IlluminOss snags $28M for bone-repair tech

Rhode Island's IlluminOss Medical picked up $28 million in a Series C round, money it will put toward its novel Photodynamic bone stabilization system for bone surgery.

Tekla Capital Management and Life Sciences Partners led the round, and IlluminOss has pulled in a total of $41.7 million since its 2007 founding, a spokesman told FierceMedicalDevices.

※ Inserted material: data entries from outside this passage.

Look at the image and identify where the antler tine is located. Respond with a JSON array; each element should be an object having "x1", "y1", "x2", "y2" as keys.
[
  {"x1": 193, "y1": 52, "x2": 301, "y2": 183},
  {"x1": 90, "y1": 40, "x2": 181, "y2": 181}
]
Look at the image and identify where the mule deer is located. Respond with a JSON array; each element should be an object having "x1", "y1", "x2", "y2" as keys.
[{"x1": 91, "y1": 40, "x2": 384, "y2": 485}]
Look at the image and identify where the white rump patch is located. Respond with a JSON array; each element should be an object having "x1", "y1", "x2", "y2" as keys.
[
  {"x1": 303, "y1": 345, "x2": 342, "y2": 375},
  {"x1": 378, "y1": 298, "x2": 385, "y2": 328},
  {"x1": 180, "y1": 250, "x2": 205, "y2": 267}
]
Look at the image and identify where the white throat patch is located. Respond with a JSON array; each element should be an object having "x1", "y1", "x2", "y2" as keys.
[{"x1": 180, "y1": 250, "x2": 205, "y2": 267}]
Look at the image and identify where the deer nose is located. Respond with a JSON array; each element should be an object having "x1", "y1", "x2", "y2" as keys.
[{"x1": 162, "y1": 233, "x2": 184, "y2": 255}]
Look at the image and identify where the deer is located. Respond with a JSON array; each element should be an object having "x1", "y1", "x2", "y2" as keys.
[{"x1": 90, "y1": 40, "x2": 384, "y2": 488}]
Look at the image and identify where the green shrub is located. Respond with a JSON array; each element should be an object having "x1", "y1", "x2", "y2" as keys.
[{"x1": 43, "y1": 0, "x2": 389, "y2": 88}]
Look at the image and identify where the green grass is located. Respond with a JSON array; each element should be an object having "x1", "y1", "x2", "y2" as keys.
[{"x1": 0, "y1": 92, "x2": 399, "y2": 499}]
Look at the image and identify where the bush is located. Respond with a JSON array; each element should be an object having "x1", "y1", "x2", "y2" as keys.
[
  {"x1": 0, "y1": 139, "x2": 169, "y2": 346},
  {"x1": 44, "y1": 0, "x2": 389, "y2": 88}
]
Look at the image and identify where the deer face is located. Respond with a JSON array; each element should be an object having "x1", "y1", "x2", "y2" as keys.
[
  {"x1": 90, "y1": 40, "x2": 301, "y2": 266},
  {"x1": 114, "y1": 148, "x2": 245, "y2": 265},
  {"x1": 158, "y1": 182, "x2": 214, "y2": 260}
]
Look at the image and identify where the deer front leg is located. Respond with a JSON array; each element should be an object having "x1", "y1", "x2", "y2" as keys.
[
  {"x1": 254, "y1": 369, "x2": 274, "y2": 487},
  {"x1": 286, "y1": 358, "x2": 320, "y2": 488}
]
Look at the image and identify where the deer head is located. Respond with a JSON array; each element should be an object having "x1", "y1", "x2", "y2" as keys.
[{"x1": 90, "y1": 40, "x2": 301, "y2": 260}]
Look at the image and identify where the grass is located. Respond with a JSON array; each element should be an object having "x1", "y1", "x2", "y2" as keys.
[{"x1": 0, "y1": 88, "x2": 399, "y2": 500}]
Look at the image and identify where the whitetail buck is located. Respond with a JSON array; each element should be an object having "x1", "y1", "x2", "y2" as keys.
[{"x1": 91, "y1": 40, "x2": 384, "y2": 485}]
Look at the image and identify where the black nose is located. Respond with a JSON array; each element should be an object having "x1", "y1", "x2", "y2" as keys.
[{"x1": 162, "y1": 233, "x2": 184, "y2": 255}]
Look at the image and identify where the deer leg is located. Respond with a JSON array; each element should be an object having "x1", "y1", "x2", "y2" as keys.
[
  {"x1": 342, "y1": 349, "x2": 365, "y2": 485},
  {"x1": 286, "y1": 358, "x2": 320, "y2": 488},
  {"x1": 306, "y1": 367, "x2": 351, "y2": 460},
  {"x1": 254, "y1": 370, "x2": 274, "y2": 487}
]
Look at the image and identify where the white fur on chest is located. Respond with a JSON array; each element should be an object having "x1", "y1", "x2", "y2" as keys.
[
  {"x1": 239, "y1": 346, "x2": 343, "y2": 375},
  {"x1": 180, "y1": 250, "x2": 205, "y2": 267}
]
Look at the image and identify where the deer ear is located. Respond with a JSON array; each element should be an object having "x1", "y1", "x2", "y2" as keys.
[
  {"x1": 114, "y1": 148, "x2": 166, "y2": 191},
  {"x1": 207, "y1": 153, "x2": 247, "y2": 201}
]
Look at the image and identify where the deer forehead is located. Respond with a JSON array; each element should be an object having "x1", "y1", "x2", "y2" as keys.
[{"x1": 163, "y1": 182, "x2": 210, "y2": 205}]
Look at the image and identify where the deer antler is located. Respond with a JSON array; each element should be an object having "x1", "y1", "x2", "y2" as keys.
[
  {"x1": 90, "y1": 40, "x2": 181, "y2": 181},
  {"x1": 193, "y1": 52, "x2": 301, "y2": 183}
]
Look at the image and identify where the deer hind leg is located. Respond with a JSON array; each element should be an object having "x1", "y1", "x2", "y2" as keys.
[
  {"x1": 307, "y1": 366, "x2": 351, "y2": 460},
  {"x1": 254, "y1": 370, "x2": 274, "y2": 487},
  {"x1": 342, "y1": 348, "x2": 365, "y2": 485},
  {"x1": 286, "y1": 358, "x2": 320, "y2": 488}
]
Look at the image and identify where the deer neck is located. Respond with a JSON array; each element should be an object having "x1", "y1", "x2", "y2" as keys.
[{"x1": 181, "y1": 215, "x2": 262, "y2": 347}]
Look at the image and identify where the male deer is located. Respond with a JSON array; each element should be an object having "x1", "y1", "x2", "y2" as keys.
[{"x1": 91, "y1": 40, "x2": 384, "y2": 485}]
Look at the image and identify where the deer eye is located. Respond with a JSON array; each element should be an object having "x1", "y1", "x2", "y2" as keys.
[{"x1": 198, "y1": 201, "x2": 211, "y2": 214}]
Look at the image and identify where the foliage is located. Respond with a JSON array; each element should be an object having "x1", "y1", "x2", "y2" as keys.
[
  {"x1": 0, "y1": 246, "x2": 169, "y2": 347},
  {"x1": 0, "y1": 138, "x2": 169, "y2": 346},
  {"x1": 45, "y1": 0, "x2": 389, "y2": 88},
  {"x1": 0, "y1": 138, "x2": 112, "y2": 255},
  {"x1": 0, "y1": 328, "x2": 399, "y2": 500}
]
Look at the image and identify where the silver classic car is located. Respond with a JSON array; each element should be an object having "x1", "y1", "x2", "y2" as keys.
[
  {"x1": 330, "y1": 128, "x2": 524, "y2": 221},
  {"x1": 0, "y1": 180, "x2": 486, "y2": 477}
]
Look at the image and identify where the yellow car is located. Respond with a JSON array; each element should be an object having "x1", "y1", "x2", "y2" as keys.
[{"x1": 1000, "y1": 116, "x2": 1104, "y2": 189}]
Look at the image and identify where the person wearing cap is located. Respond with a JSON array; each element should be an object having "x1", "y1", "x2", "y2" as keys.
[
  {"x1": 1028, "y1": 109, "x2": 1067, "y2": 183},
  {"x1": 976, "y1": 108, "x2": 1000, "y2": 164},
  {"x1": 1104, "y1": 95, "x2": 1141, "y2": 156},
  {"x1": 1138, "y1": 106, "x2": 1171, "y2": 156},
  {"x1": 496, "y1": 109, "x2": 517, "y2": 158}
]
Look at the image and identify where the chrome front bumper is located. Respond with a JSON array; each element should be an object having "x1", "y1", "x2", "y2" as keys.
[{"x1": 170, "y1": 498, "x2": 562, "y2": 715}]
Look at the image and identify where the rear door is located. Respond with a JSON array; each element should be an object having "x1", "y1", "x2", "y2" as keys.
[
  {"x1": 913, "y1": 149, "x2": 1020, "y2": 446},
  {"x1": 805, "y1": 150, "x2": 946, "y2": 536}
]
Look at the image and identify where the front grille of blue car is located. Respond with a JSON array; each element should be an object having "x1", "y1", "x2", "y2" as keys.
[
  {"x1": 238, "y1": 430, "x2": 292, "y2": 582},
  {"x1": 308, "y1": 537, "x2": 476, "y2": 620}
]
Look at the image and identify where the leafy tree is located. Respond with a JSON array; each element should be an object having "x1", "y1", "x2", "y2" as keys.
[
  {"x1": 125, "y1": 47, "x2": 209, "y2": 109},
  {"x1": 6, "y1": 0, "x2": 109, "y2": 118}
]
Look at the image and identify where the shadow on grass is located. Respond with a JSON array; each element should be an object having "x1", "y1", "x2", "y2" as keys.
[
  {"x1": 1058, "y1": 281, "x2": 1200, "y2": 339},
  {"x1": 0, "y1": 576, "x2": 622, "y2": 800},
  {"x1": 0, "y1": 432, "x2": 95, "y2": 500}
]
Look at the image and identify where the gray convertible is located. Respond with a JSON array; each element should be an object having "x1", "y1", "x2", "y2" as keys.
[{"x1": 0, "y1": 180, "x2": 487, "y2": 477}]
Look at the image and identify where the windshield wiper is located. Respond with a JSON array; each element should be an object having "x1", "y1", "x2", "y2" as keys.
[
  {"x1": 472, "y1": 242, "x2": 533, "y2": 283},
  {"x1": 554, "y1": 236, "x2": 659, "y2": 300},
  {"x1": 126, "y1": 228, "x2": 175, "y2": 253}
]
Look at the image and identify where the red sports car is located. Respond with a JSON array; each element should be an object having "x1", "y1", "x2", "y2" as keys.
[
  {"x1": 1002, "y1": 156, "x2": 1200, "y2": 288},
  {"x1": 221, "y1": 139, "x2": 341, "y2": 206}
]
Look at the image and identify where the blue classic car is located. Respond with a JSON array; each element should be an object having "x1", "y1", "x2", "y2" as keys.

CEO Scott Rader said the cash infusion will help his company expand adoption of its bone repair device. "We view this financing as both a validation of the revolutionary nature of the core IlluminOss technology, as well as the critical addition of the financial and strategic expertise necessary to help the company rapidly grow and transform how patients' fractured bones are treated," Rader said in a statement.

The Photodynamic system, CE marked in 2009, helps realign bones in orthopedic surgery through a flexible balloon catheter inserted into the bone and across the fracture site. The catheter is infused with IlluminOss' proprietary liquid monomer, which expands the implant to fill the contours of the bone. Then, when surgeons shine a light on the device, the monomer converts into a hardened polymer--hence photodynamic--and the result is a tough, customized orthopedic implant that strengthens and stabilizes the bone during the healing process, IlluminOss says.